I thought that tmr-confirm=t would be translated in the doc string as
"When non-nil, operations on timers require confirmation." By
implication, a nil value should be sort of an "expert mode" where no
confirmation is asked, right?
My confusion is that I cannot get any prompt to confirm an action.
Everything seems to be in "expert mode" regardless of tmr-confirm.
Maybe I accidentally evaluated older code or missed something, so
apologies in advance.
--
Protesilaos Stavrou
https://protesilaos.com
> I am now taking a closer look at tmr-confirm in order to document it in
> the README.org. It is read by tmr--read-timer which, in turn, is at the
> heart of all the commands we have.
>
> I thought that tmr-confirm=t would be translated in the doc string as
> "When non-nil, operations on timers require confirmation." By
> implication, a nil value should be sort of an "expert mode" where no
> confirmation is asked, right?
>
> My confusion is that I cannot get any prompt to confirm an action.
> Everything seems to be in "expert mode" regardless of tmr-confirm.
>
> Maybe I accidentally evaluated older code or missed something, so
> apologies in advance.
The difference is only observable for a single timer. We should maybe
call this option tmr-confirm-single instead. If there is only a single
timer and if tmr-confirm=nil, then tmr-cancel/clone will cancel/clone
this timer directly (without an additional selection process). If you
have more than one timer you always have to select/confirm via
completing-read anyway. Maybe the word confirm was also not the best
choice, since it just means that we always go through selection. It
eliminates the special treatment for a single timer. Does this make sense?

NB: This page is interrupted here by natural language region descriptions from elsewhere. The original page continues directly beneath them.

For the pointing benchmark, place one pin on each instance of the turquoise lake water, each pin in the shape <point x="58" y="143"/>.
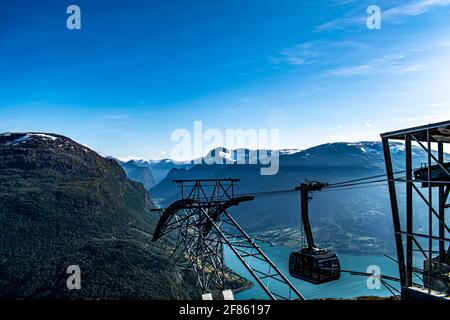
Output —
<point x="347" y="287"/>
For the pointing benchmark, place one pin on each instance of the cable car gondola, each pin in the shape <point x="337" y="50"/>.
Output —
<point x="315" y="265"/>
<point x="312" y="264"/>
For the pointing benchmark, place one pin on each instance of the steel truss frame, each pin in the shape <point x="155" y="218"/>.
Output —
<point x="203" y="227"/>
<point x="408" y="240"/>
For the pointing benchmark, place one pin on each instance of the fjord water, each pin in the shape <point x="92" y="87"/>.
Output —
<point x="348" y="286"/>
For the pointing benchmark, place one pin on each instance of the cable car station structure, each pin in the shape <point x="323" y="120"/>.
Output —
<point x="203" y="226"/>
<point x="423" y="254"/>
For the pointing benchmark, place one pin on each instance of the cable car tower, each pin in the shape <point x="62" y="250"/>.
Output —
<point x="423" y="250"/>
<point x="202" y="226"/>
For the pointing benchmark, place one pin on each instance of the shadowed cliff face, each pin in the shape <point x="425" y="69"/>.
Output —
<point x="63" y="204"/>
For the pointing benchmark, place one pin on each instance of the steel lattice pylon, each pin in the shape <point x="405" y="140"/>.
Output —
<point x="203" y="227"/>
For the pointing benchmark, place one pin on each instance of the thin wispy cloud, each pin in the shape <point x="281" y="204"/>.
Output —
<point x="304" y="53"/>
<point x="315" y="51"/>
<point x="395" y="14"/>
<point x="393" y="64"/>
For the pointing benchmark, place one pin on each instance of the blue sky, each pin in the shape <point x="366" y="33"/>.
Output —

Feel free to adjust or rename the option as you see fit. As I mentioned
in the commit message, I added the option to enable better Embark
support in combination with embark--restart. Embark works better if we
don't treat single timers specially.
Try this first:
1. Set tmr-confirm=nil
2. Create two timers
3. Run tmr-cancel
3. Run embark-act, cancel first timer
4. The minibuffer will be restarted (if embark--restart is configured
for tmr-cancel). Now the first timer will be cancelled two, which is
probably undesired.
Then try this:
1. Set tmr-confirm=t
2. Create two timers
3. Run tmr-cancel
3. Run embark-act, cancel first timer
4. The minibuffer will be restarted (if embark--restart is configured
for tmr-cancel). The first timer will still be there.